Un filtro de partículas diésel (DPF) es un componente esencial de los vehículos diésel modernos. Este elemento se encargar de filtrar las partículas de hollín de los gases de escape, reduciendo significativamente la contaminación por partículas. Pero ¿cómo funciona exactamente?
Como ya te hemos contado en multitud de ocasiones, el filtro de partículas consiste en una estructura cerámica porosa que atrapa las partículas de hollín. Estas se queman a altas temperaturas, mediante un proceso que conocemos como regeneración. Este proceso produce dióxido de carbono y vapor de agua, mientras que un pequeño residuo permanece en el filtro en forma de ceniza.
Aditivos: ¿ayudantes químicos o riesgos?
A pesar de su loable función, los filtros de partículas también han ganado fama por las averías que pueden llegar a generar en muchos coches. Y siempre surge aquí la duda, de cómo hay que conducir y cada cuánto tiempo para garantizar su limpieza y su buen funcionamiento para prevenir averías, que pueden llegar a ser costosas.
Los aditivos químicos mezclados con el combustible están ya diseñados ahora, precisamente, para facilitar la regeneración del filtro de partículas. Reducen la temperatura de ignición del hollín, lo que permite quemarlo a temperaturas más bajas. Sin embargo, los expertos también se muestran escépticos sobre su uso.
Según el ADAC, el club de automovilistas alemán que es el mayor de toda Europa, si bien los aditivos pueden proporcionar un alivio a corto plazo, a la larga pueden aumentar la carga de cenizas en el filtro. Esto puede acortar la vida útil del filtro y provocar reparaciones costosas. Además, muchos fabricantes no ofrecen garantías por los daños causados por el uso de estos aditivos.
Regeneración: el método natural que podemos hacer conduciendo
El filtro de partículas, en realidad, se regenera solo y automáticamente, conduciendo a plena carga durante períodos prolongados, por ejemplo, en carretera y vías rápidas. Esto eleva la temperatura de los gases de escape a más de 600 grados Celsius, quemando el hollín del filtro.
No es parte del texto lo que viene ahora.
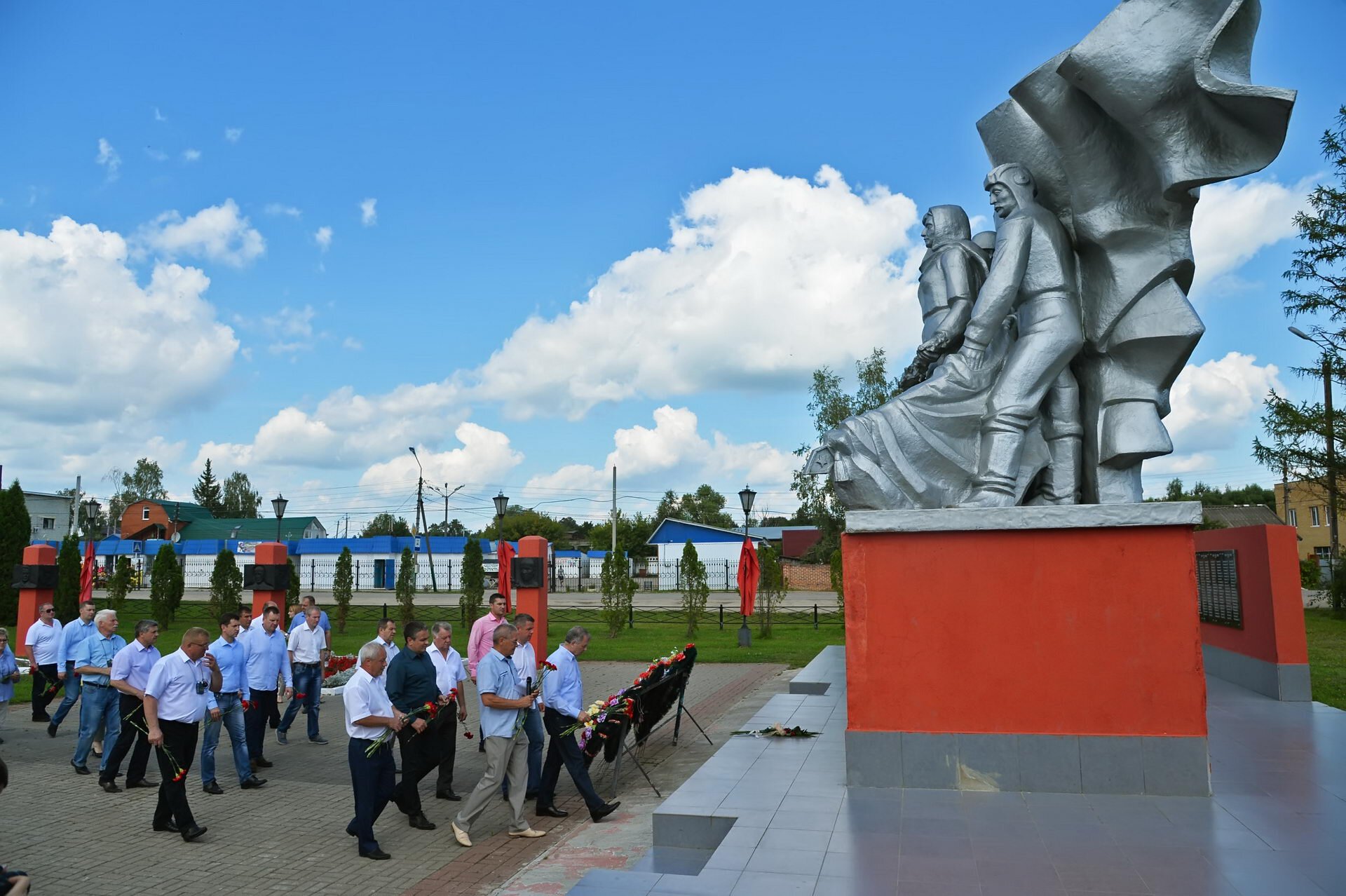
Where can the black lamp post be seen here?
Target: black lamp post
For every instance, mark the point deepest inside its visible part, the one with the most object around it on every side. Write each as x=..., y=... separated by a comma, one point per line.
x=1330, y=442
x=501, y=506
x=746, y=498
x=278, y=503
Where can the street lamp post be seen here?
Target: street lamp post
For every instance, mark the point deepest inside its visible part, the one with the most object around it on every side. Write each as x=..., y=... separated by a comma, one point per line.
x=746, y=498
x=278, y=505
x=1330, y=426
x=501, y=506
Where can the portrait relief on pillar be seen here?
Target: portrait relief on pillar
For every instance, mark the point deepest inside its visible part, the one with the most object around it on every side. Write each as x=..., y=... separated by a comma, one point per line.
x=1049, y=351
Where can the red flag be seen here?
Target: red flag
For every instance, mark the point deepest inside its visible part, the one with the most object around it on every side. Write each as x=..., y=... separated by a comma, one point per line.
x=86, y=573
x=749, y=573
x=504, y=555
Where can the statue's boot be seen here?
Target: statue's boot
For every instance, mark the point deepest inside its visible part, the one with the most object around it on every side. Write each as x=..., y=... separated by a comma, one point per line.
x=1002, y=449
x=1060, y=482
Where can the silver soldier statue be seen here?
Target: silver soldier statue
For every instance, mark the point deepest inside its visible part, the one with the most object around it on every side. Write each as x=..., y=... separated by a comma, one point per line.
x=1033, y=276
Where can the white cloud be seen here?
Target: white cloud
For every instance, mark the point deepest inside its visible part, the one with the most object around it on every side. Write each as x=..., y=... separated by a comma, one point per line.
x=1214, y=402
x=80, y=315
x=348, y=430
x=763, y=280
x=109, y=159
x=674, y=449
x=219, y=233
x=1235, y=221
x=487, y=456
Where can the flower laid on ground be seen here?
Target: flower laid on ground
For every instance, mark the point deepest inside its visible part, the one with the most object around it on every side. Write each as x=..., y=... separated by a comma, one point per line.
x=778, y=731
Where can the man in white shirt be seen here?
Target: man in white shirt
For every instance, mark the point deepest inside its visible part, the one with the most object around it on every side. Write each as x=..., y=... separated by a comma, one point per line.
x=43, y=646
x=175, y=702
x=450, y=676
x=525, y=666
x=369, y=716
x=307, y=654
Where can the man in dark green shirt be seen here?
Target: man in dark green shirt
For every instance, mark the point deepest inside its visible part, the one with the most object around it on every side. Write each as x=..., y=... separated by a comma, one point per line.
x=411, y=685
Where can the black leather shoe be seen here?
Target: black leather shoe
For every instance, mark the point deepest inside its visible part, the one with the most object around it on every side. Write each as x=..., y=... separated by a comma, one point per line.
x=599, y=814
x=421, y=822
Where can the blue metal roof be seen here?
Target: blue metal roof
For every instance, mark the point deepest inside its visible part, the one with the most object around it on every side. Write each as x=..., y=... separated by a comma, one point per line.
x=677, y=531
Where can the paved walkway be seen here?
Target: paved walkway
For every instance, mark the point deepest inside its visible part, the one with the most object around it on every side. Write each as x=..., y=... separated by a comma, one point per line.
x=287, y=837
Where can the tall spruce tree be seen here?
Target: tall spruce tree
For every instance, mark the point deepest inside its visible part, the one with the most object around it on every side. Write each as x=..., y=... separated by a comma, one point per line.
x=208, y=491
x=15, y=531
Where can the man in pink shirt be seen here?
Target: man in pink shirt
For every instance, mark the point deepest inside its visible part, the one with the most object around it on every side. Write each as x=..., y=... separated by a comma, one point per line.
x=481, y=642
x=484, y=634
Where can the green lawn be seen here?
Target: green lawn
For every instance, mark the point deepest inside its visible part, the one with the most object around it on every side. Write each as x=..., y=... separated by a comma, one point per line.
x=1328, y=656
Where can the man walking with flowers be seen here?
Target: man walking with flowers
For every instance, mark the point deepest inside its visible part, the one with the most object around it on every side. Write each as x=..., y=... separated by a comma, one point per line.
x=506, y=747
x=563, y=695
x=369, y=721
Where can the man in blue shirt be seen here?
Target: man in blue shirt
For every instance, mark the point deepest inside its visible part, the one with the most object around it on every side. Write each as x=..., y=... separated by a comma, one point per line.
x=72, y=635
x=100, y=704
x=563, y=695
x=506, y=749
x=226, y=708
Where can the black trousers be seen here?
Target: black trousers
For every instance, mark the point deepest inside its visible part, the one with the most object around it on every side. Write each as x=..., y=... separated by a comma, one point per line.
x=444, y=727
x=43, y=679
x=254, y=721
x=421, y=755
x=181, y=742
x=132, y=732
x=372, y=780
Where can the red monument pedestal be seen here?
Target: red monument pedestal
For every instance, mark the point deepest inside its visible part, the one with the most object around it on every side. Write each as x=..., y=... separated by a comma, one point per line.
x=1053, y=649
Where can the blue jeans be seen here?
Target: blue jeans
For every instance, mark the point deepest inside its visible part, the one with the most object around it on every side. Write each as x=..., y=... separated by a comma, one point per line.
x=232, y=717
x=308, y=681
x=536, y=740
x=72, y=695
x=100, y=707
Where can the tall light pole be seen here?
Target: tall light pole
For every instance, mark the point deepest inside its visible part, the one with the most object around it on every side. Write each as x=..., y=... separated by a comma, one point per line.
x=421, y=525
x=278, y=505
x=1329, y=424
x=501, y=506
x=746, y=498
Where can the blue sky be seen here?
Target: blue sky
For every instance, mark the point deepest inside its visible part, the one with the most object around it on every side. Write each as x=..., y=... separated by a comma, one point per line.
x=515, y=301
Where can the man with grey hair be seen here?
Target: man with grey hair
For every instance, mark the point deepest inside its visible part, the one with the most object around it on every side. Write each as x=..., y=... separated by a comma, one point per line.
x=450, y=676
x=130, y=676
x=506, y=751
x=99, y=704
x=563, y=693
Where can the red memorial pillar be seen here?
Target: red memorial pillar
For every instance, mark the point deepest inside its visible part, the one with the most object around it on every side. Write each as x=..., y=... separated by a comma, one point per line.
x=271, y=553
x=531, y=591
x=33, y=595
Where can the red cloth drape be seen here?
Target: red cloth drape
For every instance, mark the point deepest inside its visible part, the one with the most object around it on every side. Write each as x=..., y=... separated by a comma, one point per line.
x=749, y=573
x=86, y=573
x=504, y=555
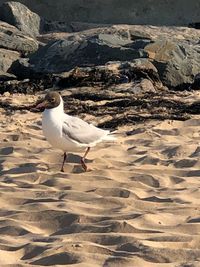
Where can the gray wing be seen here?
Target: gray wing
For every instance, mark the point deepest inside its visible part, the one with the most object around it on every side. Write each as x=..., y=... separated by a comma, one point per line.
x=81, y=131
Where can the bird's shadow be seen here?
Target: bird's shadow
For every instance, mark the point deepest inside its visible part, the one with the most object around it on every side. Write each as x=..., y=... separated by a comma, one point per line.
x=74, y=158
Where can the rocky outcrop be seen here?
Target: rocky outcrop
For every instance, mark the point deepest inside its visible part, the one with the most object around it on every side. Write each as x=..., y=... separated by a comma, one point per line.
x=21, y=17
x=177, y=61
x=13, y=39
x=7, y=57
x=173, y=52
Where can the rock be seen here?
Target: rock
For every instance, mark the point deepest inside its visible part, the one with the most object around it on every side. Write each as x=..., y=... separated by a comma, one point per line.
x=7, y=57
x=5, y=76
x=63, y=55
x=132, y=73
x=177, y=61
x=55, y=26
x=11, y=38
x=21, y=17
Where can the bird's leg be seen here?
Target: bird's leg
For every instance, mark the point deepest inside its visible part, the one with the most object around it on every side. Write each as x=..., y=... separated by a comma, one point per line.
x=64, y=158
x=83, y=159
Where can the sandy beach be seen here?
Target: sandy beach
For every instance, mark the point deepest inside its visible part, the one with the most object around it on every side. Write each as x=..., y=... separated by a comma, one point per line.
x=138, y=205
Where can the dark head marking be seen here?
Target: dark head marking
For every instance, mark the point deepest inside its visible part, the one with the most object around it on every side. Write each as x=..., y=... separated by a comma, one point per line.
x=51, y=100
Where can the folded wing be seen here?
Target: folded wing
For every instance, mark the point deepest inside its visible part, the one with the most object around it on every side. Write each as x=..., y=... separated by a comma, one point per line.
x=82, y=132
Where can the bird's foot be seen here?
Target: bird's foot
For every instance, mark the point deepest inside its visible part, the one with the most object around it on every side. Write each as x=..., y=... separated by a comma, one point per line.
x=84, y=166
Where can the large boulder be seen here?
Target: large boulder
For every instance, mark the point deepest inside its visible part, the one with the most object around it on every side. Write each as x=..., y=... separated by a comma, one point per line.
x=21, y=17
x=13, y=39
x=63, y=55
x=7, y=57
x=177, y=61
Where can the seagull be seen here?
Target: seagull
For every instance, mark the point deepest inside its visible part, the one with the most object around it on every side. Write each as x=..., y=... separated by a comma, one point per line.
x=68, y=133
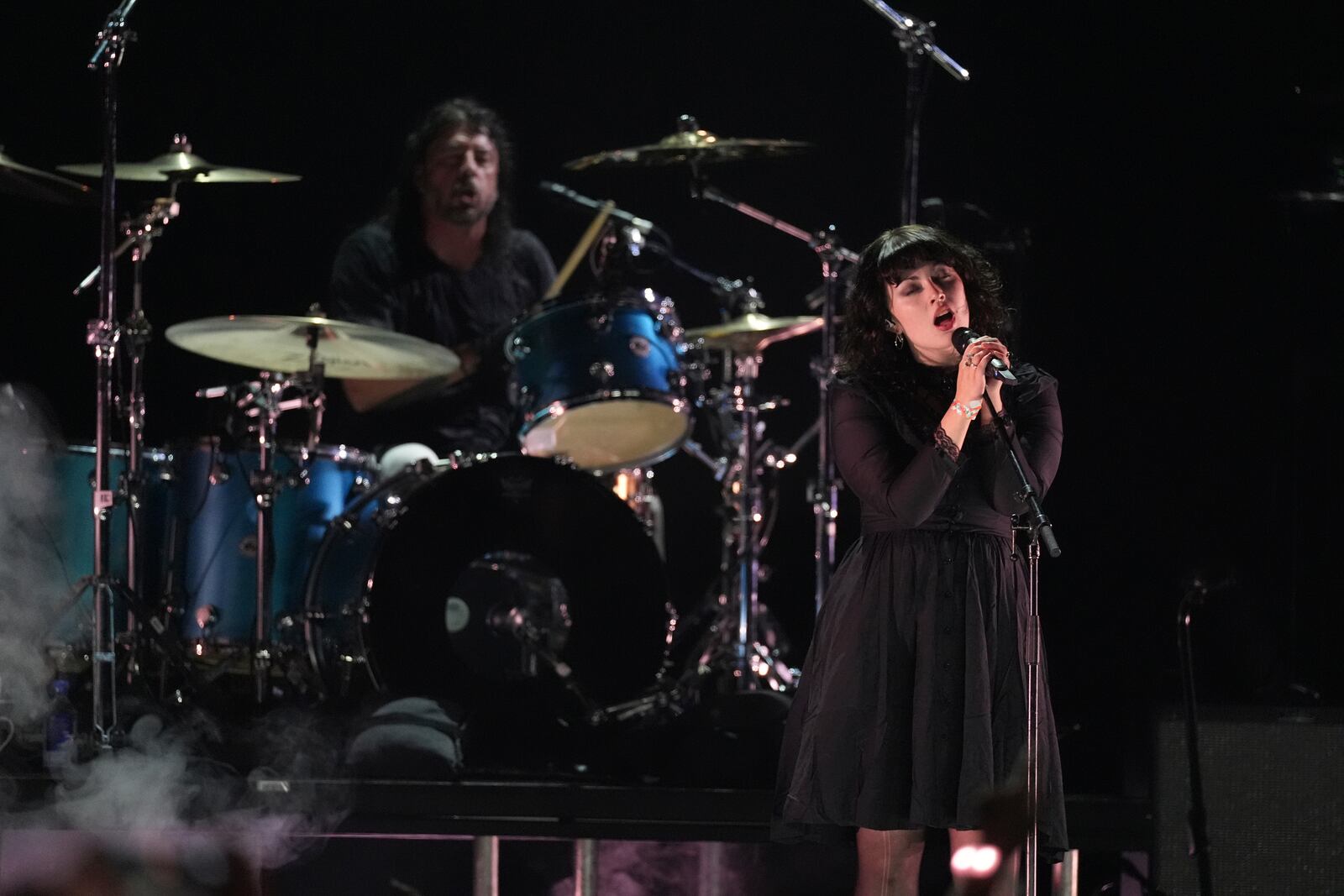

Este método es especialmente eficaz si se realiza con regularidad y, por ello, los expertos siempre lo han recomendado a todos los propietarios de vehículos diésel que cuenten con ellos. Sin embargo, también es importante saber que el motor debe estar completamente caliente antes de conducir para evitar otros daños. También se debe planificar un período de baja carga después de conducir a altas revoluciones, para permitir que el motor se enfríe.
Comparativa: aditivos vs. regeneración
Ambos métodos tienen, por tanto, ventajas y desventajas. Los aditivos son fáciles de usar y no requieren condiciones de conducción especiales. Sin embargo, como hemos visto, pueden aumentar la acumulación de cenizas y no son adecuados para todos los vehículos.
La regeneración, por otro lado, es un método natural que no implica costes adicionales. Sin embargo, requiere un viaje más largo en condiciones específicas y tiempo, lo cual no siempre es práctico.
¿Cuándo es necesaria una limpieza profesional?
Si el filtro de partículas se obstruye a pesar del mantenimiento regular, la limpieza profesional suele ser la única solución. Esto implica retirar el filtro y limpiarlo mecánica o térmicamente. Este método es significativamente más económico que reemplazarlo y restaura la funcionalidad completa del filtro. Sin embargo, solo debe ser realizado por profesionales para evitar daños.